IP vs. Analog Provider Classification
A structural distinction separates IP-native integrators from full-spectrum providers. IP-native integrators — those whose entire portfolio operates on ONVIF-compliant network cameras and NVR infrastructure — are classified separately from integrators who maintain analog CCTV expertise alongside IP capabilities. This distinction matters for facilities evaluating analog-to-IP CCTV migration services, where a provider's depth in legacy analog systems directly affects transition planning competence. Entries carry explicit tags for IP-only, analog-capable, or hybrid-capable classifications.
Verification Status
Listings carry one of three verification designations:
- Verified — Licensing data confirmed against the relevant state licensing board's public registry; at least one named certification confirmed against the issuing body's public lookup tool (ESA, NICET, or manufacturer portal).

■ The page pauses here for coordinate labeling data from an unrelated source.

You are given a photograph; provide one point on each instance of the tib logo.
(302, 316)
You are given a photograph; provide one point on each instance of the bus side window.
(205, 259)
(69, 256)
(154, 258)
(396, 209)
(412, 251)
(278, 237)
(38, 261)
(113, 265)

- Self-Reported — Provider supplied documentation, but independent confirmation against a public registry was not completed at the time of the last verification cycle.
- Pending Review — Entry is under active verification; displayed with a notation that data should be independently confirmed before engagement.
Verification cycles run on a quarterly basis. Entries not refreshed within four consecutive quarters are removed from active listings and archived. The CCTV service provider directory criteria page specifies the exact documentation standards that govern initial listing approval and ongoing retention in the directory.